Though Mr. Ahmadinejad still might not be approved for the ballot by Iran’s clerically overseen government, merely the mention of the Holocaust-questioning populist might energize discontent hard-liners who want a Persian and nationalist answer to the more confrontational policies of the new Trump administration.
Mr. Ahmadinejad’s candidacy also comes as President Trump has threatened a reappraisal of Iran’s nuclear deal with world powers and as fissures still linger inside Iran after his contested 2009 re-election, which brought massive unrest and street violence.
Stunned election officials were seen processing Mr. Ahmadinejad’s paperwork on Wednesday. Asked about Mr. Ahmadinejad’s decision, one Tehranbased analyst offered a blunt assessment.
“It was an organized mutiny against Iran’s ruling system,” said Soroush Farhadian, who backs reformists.
Ever the showman, a smiling Mr. Ahmadinejad made “V for Victory” hand signals and walked his former Vice President Hamid Baghaei through the process of registering first. Just when it appeared Mr. Ahmadinejad would be leaving, he turned around and returned to the Interior Ministry’s registration desk, pulling out his identification documents with a flourish in front of a melee of shouting journalists.
Mr. Ahmadinejad’s decision shocked Iran as Supreme Leader Ayatollah Ali Khamenei offered a thinly veiled warning in September that his candidacy would create a “polarized situation” that would be “harmful for the county.” Many Iranians blame Mr. Ahmadinejad’s rhetoric and policies as contributing to Iran’s isolation and economy deterioration during his two terms in president.
Mr. Ahmadinejad on Wednesday described comments by the supreme leader as “just advice” in a news conference shortly after submitting his registration, advice that “does not prevent me from running.”
There was no immediate reaction from the supreme leader’s office. While Ayatollah Khamenei has the final say on all state matters, Mr. Ahmadinejad’s relationship with him had strained by the end of his time in power.
“It’s in clear defiance of what the supreme leader had stated very openly and very publicly,” said Ellie Geranmayeh, a policy fellow at the European Council on Foreign Relations.
Corruption allegations surrounded Mr. Ahmadinejad’s 2005-2013 presidency and two of his former vice presidents were jailed, including Mr. Baghaei. Iran’s economy also suffered under heavy international sanctions during his administration because of Western suspicions that Tehran was secretly pursuing nuclear weapons. Iran insists its nuclear program is for peaceful purposes.
Internationally, Mr. Ahmadinejad also remains known for repeatedly questioning the scale of the Holocaust and predicting Israel’s demise.
The onetime mayor Tehran does, however, maintain popularity among the poor for his populist policies and subsidies he offered while in office.
More than 280 people have filed as possible candidates since registration began Tuesday, including 13 women.

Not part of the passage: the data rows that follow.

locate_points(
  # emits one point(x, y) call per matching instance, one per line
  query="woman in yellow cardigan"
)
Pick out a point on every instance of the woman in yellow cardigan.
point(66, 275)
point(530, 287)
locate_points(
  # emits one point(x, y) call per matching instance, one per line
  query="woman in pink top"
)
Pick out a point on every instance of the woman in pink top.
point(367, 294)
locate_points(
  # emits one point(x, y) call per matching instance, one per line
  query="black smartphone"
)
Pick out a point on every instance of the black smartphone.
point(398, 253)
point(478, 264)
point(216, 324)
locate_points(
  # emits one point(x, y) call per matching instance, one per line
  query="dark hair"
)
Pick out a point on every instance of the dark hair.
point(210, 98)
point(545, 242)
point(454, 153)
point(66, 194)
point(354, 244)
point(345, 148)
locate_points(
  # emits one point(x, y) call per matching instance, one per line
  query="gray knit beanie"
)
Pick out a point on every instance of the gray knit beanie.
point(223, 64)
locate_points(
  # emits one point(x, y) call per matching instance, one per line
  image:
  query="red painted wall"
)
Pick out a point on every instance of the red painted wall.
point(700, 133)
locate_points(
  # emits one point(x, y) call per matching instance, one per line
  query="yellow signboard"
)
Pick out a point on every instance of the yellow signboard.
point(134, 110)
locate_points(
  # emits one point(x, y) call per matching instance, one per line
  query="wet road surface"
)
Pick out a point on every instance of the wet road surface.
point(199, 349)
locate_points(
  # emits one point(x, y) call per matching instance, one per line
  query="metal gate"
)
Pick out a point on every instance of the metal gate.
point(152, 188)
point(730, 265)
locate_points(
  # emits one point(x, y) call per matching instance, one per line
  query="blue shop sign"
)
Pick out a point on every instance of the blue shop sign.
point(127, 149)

Under Iran’s electoral system, all applicants must be vetted by the Guardian Council, a clerical body that will announce a final list of candidates by April 27. The council normally does not approve dissidents or women for the formal candidate list.

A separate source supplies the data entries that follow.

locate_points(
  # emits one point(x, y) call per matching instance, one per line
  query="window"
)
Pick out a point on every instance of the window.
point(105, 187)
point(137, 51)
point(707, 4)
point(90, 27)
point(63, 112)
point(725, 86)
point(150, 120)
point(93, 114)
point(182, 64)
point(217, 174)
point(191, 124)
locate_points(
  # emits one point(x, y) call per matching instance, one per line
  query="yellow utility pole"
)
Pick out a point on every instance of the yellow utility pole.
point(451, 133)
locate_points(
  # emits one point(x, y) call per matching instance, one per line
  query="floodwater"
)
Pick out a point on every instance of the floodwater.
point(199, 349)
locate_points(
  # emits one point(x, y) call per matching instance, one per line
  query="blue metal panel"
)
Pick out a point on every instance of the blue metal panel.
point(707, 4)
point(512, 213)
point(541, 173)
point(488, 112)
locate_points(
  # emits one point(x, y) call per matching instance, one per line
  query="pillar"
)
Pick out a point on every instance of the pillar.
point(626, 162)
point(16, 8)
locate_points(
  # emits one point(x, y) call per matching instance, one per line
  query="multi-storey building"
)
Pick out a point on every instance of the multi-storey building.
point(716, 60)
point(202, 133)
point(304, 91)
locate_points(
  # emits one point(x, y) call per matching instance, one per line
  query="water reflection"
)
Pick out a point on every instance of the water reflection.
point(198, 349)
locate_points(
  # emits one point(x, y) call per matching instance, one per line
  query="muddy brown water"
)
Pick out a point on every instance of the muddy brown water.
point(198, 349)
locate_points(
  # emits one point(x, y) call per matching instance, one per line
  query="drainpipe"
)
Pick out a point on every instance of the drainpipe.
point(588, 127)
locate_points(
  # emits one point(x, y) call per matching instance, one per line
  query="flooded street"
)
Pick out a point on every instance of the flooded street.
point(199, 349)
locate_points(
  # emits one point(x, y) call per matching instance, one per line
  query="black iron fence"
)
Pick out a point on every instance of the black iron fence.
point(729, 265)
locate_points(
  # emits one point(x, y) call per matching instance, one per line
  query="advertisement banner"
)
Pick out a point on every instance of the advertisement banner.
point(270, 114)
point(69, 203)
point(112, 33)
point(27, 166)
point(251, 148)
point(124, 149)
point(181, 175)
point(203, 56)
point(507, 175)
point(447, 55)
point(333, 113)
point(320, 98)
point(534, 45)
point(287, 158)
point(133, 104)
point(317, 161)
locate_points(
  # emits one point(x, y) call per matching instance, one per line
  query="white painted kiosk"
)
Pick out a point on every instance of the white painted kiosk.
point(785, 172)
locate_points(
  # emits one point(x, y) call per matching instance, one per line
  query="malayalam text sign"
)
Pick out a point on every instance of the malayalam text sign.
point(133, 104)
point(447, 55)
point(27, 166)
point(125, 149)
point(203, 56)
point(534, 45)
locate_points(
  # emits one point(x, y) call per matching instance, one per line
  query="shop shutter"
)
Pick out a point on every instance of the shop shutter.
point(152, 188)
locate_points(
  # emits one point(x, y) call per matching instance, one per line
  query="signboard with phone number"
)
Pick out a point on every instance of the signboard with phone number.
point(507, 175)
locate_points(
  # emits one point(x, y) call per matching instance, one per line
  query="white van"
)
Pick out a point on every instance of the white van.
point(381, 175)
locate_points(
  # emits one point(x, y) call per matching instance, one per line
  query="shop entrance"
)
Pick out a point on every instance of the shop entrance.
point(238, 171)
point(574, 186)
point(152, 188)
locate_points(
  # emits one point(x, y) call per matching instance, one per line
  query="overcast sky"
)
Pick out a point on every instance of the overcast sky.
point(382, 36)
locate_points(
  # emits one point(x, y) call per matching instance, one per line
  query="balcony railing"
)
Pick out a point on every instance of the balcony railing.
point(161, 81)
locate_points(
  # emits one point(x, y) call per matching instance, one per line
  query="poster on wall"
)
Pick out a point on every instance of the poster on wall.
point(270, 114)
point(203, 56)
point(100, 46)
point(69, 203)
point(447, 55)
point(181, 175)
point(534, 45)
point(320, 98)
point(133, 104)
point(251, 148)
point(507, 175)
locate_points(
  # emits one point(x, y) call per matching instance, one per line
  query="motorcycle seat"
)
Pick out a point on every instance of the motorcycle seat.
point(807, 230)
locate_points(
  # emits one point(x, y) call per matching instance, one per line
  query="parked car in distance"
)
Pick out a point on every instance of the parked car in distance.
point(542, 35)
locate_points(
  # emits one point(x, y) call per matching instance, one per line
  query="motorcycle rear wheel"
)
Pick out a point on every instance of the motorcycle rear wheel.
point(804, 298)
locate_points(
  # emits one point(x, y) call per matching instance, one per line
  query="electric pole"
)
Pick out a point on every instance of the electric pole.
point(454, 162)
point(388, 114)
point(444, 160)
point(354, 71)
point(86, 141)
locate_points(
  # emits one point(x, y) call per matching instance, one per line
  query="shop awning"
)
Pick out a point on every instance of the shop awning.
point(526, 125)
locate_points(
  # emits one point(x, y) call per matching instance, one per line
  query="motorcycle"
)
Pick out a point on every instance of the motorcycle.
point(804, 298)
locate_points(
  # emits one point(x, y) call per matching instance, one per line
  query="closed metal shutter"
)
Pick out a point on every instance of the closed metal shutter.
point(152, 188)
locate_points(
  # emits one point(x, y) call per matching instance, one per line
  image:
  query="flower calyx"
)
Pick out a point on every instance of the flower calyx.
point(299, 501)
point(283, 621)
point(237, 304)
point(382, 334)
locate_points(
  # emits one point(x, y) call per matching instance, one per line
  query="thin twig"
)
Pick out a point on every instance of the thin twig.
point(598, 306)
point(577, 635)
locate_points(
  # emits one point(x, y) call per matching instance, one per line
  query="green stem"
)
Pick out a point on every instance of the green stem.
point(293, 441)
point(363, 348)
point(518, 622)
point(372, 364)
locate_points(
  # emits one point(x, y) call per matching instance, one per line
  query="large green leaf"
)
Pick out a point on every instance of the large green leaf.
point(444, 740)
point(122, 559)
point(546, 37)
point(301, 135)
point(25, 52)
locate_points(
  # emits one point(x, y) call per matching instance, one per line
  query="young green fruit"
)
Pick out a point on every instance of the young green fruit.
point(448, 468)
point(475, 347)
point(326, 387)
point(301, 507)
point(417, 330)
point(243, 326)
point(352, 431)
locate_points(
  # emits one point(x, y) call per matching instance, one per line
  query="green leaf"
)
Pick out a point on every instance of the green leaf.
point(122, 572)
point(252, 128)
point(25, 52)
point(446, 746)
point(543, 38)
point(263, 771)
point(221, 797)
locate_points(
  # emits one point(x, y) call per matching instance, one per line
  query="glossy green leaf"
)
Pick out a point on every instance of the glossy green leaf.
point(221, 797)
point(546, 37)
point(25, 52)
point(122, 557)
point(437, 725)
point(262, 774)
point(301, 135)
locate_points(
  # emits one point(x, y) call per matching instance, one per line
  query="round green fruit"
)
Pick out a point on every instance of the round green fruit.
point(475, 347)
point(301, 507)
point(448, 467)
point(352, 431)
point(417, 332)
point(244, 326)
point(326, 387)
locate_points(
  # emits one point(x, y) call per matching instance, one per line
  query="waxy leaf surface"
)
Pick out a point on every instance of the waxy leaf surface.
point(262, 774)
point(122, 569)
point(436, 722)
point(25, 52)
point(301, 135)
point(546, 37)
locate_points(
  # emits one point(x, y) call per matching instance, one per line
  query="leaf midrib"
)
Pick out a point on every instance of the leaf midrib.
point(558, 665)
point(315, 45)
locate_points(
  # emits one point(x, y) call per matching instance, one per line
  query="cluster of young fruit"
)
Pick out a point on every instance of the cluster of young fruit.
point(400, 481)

Mr. Ahmadinejad’s candidacy may be a stunt to ensure at least one of his acolytes makes the cut. Mr. Ahmadinejad himself described his decision to run as intended to help Mr. Baghaei. Esfandiar Rahim Mashaei, another of the former president’s close allies, also registered Wednesday.
The May 19 election is seen by many in Iran as a referendum on the 2015 nuclear agreement and other efforts to improve the country’s sanctions-hobbled economy. Under the nuclear deal, Iran agreed to curb its uranium enrichment in exchange for the lifting of international sanctions.

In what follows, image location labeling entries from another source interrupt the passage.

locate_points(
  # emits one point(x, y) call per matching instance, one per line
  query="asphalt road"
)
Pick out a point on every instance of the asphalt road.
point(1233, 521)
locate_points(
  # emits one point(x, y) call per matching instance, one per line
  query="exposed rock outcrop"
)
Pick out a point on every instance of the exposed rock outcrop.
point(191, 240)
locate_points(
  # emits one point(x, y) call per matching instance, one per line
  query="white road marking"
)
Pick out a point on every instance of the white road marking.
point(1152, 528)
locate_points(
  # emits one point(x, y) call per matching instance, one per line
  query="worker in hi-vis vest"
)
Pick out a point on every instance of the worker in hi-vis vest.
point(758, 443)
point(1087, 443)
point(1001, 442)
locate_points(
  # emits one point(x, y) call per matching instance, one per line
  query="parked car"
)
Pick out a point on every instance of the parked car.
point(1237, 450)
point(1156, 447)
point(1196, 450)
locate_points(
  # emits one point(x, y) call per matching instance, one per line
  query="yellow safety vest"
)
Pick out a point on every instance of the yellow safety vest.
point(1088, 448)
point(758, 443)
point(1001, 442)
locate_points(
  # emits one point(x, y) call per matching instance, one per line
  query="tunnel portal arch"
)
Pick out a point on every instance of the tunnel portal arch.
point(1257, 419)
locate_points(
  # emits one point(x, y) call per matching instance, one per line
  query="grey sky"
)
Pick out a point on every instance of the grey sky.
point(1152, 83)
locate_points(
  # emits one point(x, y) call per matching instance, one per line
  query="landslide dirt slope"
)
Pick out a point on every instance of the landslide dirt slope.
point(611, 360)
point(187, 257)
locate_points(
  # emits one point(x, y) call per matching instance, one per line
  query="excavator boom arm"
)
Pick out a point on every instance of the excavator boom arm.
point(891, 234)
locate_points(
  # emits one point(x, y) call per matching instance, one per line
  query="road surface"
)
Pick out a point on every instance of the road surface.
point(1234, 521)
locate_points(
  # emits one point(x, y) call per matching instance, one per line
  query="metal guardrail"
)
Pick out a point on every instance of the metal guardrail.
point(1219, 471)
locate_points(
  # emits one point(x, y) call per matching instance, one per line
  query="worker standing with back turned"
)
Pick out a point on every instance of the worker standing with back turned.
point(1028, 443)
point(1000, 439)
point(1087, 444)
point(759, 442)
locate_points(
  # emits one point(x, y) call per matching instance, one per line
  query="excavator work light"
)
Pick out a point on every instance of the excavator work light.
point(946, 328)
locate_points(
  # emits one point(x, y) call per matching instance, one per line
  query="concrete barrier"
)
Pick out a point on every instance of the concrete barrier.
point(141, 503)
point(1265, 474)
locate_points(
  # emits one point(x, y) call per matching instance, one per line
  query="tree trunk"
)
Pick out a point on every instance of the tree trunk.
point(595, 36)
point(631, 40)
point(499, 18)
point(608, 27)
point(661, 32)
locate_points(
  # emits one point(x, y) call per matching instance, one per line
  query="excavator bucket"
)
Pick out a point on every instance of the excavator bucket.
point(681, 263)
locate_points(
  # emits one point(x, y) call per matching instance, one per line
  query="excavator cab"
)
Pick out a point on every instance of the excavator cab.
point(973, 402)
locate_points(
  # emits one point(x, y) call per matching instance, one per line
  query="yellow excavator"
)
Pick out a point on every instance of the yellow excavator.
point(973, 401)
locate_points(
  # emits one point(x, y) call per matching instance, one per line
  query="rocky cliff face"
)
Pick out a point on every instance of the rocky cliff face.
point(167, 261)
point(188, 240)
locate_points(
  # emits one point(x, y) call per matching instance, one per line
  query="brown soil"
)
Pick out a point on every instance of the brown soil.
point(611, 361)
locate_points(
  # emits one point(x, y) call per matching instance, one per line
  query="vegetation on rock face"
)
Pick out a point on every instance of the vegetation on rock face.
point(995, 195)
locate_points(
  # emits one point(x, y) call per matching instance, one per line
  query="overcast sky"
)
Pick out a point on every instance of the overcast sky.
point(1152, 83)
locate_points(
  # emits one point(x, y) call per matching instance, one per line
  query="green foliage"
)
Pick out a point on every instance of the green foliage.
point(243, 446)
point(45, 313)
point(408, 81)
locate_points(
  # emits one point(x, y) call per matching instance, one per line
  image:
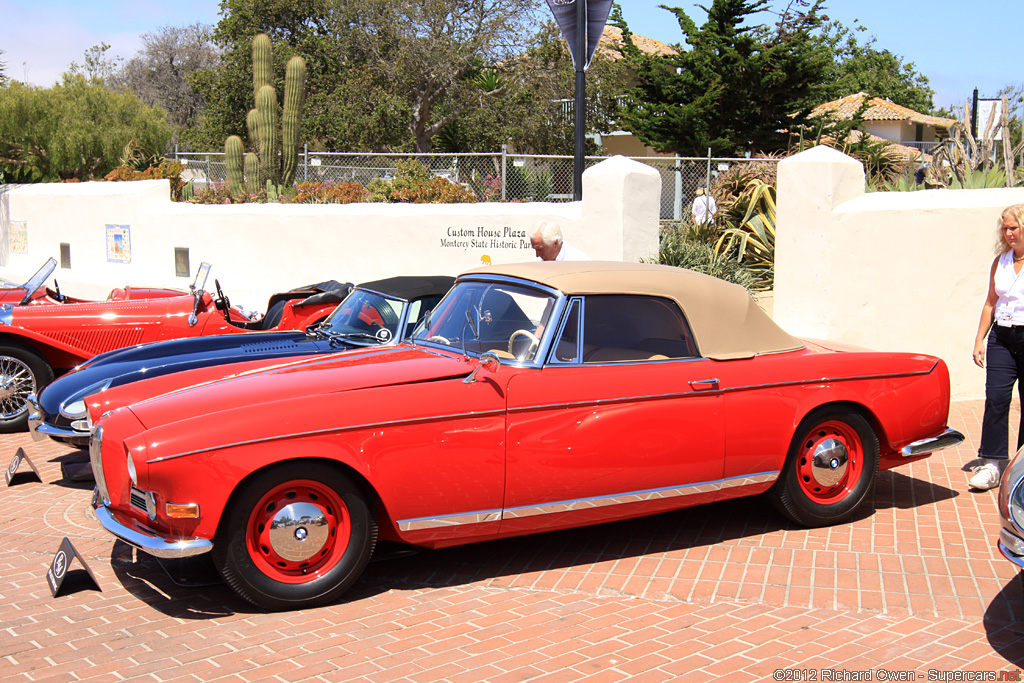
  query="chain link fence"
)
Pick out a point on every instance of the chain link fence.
point(493, 177)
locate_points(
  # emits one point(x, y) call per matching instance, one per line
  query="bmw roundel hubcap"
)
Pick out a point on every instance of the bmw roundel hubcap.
point(15, 385)
point(298, 531)
point(830, 462)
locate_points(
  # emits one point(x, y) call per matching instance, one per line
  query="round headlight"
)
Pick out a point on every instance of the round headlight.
point(74, 410)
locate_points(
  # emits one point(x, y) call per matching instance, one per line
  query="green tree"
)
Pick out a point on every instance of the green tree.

President Rouhani is widely expected to seek re-election after his administration negotiated the atomic accord, though he has not filed or formally declared his candidacy. Ebrahim Raisi, a hard-line cleric close to the supreme leader, also has declared his candidacy and is seen by some as the choice of the Revolutionary Guard, the powerful paramilitary organization that also has vast economic holdings.
Former Iranian President Mahmoud Ahmadinejad (right) unexpectedly filed to run for president in Iran. This move contradicts a recommendation from the supreme leader for Mr. Ahmadinejad to stay out of the race. The presidential election will be held in May.